Dane zebrano na podstawie komunikacji prowadzonych poprzez EncroChat – tzw. „bezpieczny” program służący wysyłaniu wiadomości. Była to platforma, na którą często zaglądali przestępcy.
Policja podaje, że handel nielegalnymi używkami odbywa się w Szwecji w zakresie niemal przemysłowym. A przemyt może odbywać się na jeszcze szerszą skalę – zebrane dane policyjne obejmują tylko określony okres czasu i pochodzą z jednego tylko źródła.
Policja szacuje, że do Szwecji rocznie przemyca się od 100 do 150 ton narkotyków.
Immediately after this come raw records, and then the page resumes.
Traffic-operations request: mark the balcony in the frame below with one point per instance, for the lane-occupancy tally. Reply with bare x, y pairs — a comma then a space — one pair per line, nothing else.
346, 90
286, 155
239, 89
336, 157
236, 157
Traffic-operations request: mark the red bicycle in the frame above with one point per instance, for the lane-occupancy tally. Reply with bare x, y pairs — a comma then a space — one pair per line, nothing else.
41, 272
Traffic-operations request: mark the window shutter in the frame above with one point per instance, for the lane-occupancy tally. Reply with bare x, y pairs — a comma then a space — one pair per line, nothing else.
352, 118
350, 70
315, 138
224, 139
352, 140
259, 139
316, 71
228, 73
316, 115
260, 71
Dane porażają: wcześniej Centralne Stowarzyszenie Informacji o Alkoholach i Narkotykach (CAN) obstawiało, że co roku do kraju trafia maksymalnie 15 ton nielegalnych środków.
Przemyt odbywa się głównie drogą samochodową, a narkotyki chowane są w legalnych, niewzbudzających podejrzeń ładunkach. Najczęściej towar trafia do największych miast (Sztokholm, Malmö, Göteborg), ale nie tylko – czasem też do średniej wielkości miejscowości. Jedna z najczęstszych dróg przemytu to most nad Sundem (łączący Szwecję z Danią).
Szwedzki wywiad już niejednokrotnie sugerował, że przemyt narkotyków jest bezpośrednią przyczyną gwałtownych ataków, napaści, strzelanin czy eksplozji. Szefowa policyjnego wywiadu kryminalnego Linda H Staaf zauważa:
„Większość tego, co przeczytaliśmy w aplikacji EncroChat, to informacje, które już znaliśmy. Służby wywiadowcze prawidłowo oceniają więc sytuację przestępczą w Szwecji. Niestety, z wiadomości wynika też, że handel narkotykami mocno nasilił się w ciągu ostatnich lat.”
Czasem w przemyt angażowani są politycy, urzędnicy administracji publicznej i przedstawiciele wymiaru sprawiedliwości. Staaf podkreśla, że istotny jest dostęp policji do zaszyfrowanych i prywatnych wiadomości, do niedostępnej publicznie komunikacji.